Le conseil départemental des Hauts-de-Seine gère plus de 120 sites informatisés (administratifs, installations culturelles et sportives, centres sociaux, etc.). Au cours des dernières années, la dématérialisation des services aux citoyens et l’évolution des usages de ses 5 300 agents ont engendré une forte augmentation du trafic. « Nos liaisons MPLS ne suffisaient plus et nous avions de plus en plus d’incidents réseau, explique Bertrand Peugnet, responsable infrastructure à la direction des systèmes d’information du département. Il nous fallait de la résilience. Or, l’équation économique pour relier nos sites devenait de plus en plus compliquée à cause des coûts plutôt élevés du MPLS : plus de 120 000 euros mensuels. Pour répondre à ces problématiques, nous avons décidé de reprendre en main notre réseau en évoluant vers les technologies SD-WAN et en mettant en place notre propre centre de gestion du réseau (CGR). »

La collectivité arrête son choix sur les solutions de Fortinet. « Nous avons une très grande disparité de sites avec des cas d’usages très variés. Fortinet proposait une large gamme d’équipements à des prix compétitifs et adaptés à ces besoins réseau très différents », indique Bertrand Peugnet pour justifier ce choix.

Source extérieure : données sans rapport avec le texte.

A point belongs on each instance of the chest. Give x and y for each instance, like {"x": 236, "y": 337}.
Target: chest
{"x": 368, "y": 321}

Après quelques mois de POC pour valider la solution Secure SD-WAN de Fortinet, le conseil départemental des Hauts-de-Seine a entamé sa migration fin 2019 en exploitant la gamme des équipements : FortiGate 60D pour ses petits sites, clusters de FortiGate 100 à 300 pour ses sites centraux et FortiGate 600 pour l’hôtel du département à Nanterre. « C’est un projet de longue haleine qui implique une phase d’audit en amont pour identifier les adhérences réseau existantes et mettre en place le nouveau plan d’adressage, souligne Bertrand Peugnet. D’autant, que nous profitons aussi de cette migration pour effectuer une mise à niveau de l’ensemble de nos locaux techniques : réfection de la distribution LAN, mise en conformité du câblage et de l’installation électrique, etc. Sans oublier qu’à chaque nouveau site, il faut amener la fibre ». Une fibre déployée par Covage sur les sites principaux et des opérateurs secondaires sur les plus petits.

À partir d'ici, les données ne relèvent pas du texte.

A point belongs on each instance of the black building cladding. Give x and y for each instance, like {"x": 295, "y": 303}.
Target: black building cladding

À raison d’environ deux par semaine, le conseil a déjà installé sa nouvelle architecture réseau sur 25 sites.
Le projet devrait s’achever fin 2020 et ouvrir de nouvelles perspectives à la collectivité.

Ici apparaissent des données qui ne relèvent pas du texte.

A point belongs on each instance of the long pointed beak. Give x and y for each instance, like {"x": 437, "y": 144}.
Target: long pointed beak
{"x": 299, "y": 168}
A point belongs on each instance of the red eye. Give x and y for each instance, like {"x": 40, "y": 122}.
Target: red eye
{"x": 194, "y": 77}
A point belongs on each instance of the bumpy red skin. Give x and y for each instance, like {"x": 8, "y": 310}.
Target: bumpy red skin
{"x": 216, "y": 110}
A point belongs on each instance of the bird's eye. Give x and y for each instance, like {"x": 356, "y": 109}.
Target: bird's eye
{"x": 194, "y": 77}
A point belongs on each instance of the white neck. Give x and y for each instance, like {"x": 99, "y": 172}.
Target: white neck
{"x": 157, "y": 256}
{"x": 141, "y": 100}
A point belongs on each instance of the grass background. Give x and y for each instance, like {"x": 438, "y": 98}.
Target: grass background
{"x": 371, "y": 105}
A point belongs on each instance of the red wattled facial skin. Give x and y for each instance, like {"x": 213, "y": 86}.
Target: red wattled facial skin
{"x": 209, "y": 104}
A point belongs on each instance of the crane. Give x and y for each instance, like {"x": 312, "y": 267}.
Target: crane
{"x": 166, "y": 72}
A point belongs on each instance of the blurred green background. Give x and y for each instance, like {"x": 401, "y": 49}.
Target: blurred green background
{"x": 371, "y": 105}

« Outre les gains en performance et en sécurité, nous allons aussi capitaliser sur les fonctionnalités de nos nouveaux équipements pour pratiquer une segmentation beaucoup plus fine, préalable à la décentralisation de la gestion du réseau, et ainsi permettre aux différents sites de gagner en autonomie, explique Bertrand Peugnet. Typiquement, les besoins de filtrage de contenu des collèges ne sont pas les mêmes que ceux de l’hôtel du département ».
Une segmentation qui devrait aussi simplifier la mise en œuvre du projet de sécurité par surveillance vidéo, le conseil départemental ayant déjà retenu le nouveau réseau pour faire transiter les flux de ses caméras.